Emma Hayes was quick to add that her Chelsea side “have never won a penalty shootout as a team” – and talked of the added pressure as she was “forced into every substitution… they were injuries in each and every case.”

The Chelsea gaffer was full of praise for their opponents though, adding that she knew “Lyon would come for us” and complimenting the French side’s “world class” substitutes.

On the topic of Maren Mjelde, Emma Hayes could not hide her beaming smile – insisting that the Norwegian is a “Chelsea legend.” She added that “everyone knew Maren was going to take that penalty, and everyone knew Maren was going to score.”

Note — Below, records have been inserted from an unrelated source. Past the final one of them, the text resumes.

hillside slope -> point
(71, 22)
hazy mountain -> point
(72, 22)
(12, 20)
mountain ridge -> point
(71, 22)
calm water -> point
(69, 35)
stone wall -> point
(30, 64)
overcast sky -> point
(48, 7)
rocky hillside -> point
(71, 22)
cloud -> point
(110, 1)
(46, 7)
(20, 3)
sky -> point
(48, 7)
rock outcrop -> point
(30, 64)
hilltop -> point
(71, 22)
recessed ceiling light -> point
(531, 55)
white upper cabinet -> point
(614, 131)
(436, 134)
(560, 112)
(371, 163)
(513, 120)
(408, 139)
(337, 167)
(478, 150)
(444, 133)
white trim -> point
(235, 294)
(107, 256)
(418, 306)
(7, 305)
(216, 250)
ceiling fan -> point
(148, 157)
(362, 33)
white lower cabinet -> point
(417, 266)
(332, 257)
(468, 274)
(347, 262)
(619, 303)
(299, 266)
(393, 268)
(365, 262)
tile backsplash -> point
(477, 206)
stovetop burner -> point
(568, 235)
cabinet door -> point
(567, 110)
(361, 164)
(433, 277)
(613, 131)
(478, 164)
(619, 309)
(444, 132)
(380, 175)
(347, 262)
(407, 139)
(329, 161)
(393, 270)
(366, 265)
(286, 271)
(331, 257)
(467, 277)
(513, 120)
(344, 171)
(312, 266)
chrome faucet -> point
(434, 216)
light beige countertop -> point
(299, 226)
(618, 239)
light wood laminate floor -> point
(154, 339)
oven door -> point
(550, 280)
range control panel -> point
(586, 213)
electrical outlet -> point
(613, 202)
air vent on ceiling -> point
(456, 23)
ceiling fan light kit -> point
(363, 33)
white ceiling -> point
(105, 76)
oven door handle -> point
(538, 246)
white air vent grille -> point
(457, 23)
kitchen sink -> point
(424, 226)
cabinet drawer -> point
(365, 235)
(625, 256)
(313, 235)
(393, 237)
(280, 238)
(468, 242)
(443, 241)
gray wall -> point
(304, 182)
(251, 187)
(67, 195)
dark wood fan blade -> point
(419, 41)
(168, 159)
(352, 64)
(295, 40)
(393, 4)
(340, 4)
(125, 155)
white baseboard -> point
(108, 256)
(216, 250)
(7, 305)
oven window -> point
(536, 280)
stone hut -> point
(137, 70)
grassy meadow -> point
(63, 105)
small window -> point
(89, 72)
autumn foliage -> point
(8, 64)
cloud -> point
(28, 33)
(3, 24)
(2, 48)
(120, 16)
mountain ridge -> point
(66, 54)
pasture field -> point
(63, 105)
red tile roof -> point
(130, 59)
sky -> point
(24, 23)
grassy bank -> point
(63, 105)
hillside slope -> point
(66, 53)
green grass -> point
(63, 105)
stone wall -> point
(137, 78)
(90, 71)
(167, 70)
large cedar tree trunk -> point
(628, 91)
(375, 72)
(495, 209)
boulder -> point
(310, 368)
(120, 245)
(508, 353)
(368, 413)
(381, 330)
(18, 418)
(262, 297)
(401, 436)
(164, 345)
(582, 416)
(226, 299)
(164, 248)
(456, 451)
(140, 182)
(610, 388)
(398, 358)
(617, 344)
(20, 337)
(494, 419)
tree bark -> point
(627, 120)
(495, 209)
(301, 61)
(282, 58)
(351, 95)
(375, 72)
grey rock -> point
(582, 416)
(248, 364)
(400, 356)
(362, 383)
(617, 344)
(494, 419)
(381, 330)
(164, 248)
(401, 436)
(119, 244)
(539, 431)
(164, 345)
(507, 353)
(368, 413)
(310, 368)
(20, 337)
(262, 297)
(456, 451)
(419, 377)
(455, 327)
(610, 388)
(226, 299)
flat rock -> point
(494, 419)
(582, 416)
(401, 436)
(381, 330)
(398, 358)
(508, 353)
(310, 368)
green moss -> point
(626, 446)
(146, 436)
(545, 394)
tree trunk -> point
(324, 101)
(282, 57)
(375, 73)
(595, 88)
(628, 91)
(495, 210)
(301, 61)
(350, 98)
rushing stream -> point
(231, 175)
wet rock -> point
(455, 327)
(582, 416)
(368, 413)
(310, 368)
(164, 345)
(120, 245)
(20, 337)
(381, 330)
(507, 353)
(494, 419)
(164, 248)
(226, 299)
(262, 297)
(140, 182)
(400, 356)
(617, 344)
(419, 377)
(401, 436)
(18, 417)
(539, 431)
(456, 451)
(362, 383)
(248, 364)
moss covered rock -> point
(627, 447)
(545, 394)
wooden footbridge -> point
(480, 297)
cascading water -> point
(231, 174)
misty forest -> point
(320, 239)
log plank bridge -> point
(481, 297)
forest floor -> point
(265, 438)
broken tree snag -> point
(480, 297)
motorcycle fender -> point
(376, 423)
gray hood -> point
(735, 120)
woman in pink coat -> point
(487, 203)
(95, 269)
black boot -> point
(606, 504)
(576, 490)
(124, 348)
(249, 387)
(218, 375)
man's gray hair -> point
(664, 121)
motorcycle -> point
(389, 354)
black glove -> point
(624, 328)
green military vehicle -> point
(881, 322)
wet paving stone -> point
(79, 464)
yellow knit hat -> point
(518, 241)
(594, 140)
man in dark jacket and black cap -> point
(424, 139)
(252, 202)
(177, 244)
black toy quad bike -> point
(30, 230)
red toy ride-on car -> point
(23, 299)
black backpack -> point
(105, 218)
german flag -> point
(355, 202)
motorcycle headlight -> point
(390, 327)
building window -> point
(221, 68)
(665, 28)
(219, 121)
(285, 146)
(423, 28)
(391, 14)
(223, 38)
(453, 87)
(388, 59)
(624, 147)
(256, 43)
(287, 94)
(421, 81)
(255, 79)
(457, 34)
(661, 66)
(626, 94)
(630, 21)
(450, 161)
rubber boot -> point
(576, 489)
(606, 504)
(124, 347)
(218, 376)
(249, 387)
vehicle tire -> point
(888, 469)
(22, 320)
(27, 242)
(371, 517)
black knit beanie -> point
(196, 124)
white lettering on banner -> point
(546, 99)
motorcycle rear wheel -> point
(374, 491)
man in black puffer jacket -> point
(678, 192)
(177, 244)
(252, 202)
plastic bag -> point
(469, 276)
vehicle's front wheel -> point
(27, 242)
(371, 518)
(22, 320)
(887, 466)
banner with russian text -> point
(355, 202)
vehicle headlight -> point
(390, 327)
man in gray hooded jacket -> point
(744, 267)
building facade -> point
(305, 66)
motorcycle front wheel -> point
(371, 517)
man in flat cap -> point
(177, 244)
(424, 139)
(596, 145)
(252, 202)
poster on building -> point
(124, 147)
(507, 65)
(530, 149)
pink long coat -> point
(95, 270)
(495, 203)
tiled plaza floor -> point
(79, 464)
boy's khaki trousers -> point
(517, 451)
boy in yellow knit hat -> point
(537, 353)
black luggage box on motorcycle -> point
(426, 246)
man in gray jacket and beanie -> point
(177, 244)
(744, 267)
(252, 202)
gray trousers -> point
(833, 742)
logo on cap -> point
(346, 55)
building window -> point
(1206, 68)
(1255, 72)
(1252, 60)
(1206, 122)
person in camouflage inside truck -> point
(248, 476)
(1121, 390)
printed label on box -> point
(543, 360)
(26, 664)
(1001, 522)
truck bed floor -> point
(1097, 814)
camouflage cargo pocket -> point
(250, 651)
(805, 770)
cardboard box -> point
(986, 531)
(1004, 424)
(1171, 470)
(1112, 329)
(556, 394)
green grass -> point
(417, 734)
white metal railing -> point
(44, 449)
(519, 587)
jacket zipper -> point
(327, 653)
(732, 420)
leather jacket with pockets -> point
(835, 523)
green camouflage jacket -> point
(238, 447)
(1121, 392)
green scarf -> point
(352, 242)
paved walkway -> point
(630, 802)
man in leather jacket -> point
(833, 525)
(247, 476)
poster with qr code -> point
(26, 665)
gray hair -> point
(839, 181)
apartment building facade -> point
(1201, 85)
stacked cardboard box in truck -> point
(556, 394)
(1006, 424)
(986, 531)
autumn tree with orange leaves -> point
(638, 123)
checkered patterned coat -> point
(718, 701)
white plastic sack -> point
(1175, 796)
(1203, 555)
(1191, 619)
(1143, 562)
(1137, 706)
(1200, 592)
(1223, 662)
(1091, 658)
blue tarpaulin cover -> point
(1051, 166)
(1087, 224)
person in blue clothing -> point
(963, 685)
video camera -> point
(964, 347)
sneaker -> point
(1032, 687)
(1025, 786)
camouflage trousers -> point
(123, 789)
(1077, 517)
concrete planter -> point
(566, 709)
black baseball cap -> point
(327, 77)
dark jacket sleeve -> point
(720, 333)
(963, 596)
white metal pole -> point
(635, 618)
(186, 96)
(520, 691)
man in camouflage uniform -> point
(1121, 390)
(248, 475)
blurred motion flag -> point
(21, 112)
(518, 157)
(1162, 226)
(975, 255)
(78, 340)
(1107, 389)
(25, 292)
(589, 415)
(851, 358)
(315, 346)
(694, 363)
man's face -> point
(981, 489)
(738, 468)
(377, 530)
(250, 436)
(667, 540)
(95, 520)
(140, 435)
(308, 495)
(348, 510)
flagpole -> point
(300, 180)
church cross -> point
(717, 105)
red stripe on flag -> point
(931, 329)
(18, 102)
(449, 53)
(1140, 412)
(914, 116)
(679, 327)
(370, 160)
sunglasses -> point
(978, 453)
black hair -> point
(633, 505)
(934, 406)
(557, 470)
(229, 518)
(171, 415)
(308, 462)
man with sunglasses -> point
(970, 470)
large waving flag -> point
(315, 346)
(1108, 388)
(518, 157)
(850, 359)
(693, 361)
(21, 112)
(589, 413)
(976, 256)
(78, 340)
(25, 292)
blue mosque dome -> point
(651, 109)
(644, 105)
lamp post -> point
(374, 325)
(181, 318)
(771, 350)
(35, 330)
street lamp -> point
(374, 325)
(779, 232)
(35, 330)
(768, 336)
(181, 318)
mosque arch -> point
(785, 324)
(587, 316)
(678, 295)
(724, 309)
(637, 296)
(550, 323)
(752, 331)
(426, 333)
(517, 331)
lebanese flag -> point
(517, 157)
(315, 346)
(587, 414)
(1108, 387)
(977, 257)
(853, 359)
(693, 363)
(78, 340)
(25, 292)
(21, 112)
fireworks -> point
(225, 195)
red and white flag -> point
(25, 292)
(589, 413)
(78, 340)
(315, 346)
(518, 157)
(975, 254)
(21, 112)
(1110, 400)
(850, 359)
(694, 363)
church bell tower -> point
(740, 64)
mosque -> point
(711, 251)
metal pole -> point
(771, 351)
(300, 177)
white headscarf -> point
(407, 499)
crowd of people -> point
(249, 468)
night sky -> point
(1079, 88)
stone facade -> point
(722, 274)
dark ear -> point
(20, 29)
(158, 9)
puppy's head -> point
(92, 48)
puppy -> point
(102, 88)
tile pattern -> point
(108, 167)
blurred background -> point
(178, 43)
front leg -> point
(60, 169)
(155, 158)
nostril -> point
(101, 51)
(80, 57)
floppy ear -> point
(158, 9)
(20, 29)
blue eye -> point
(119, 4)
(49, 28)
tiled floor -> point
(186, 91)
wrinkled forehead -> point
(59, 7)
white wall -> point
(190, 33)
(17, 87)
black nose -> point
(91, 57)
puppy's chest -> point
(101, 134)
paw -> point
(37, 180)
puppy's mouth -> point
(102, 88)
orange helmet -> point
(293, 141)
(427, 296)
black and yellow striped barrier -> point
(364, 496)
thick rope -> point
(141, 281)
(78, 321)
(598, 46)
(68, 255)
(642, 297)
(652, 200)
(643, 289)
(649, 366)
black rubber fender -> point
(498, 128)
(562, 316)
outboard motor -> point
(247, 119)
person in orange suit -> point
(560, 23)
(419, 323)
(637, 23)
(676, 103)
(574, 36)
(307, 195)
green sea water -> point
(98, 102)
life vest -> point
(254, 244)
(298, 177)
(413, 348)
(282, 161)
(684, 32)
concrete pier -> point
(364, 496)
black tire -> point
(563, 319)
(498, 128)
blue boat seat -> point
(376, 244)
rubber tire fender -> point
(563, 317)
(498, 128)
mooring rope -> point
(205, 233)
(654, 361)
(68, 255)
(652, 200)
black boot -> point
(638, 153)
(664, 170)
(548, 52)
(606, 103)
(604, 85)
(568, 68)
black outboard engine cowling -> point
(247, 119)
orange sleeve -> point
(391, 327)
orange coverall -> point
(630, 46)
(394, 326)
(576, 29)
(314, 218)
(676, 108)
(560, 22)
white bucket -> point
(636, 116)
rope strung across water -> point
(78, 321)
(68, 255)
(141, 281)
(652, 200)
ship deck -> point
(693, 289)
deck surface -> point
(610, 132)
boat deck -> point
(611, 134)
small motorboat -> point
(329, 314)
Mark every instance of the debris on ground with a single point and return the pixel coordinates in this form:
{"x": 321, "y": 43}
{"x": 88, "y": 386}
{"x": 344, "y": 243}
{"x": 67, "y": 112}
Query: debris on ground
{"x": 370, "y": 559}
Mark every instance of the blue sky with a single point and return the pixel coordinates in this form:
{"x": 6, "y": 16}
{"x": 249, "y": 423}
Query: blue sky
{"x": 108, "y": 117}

Emma Hayes was also full of praise for Ann-Katrin Berger, who saved Lindsay Horan’s penalty to secure progression. The boss described Berger as “probably the best penalty-saving goalkeeper I’ve ever worked with.

A contentious topic between the two managers was the penalty in the 128th minute. Emma Hayes spoke first on the subject, insisting that “Lauren walked over to me and she said it was a penalty.” Sonia Bompastor’s view of the incident was rather different – describing the final result as “disappointment, frustration and injustice.”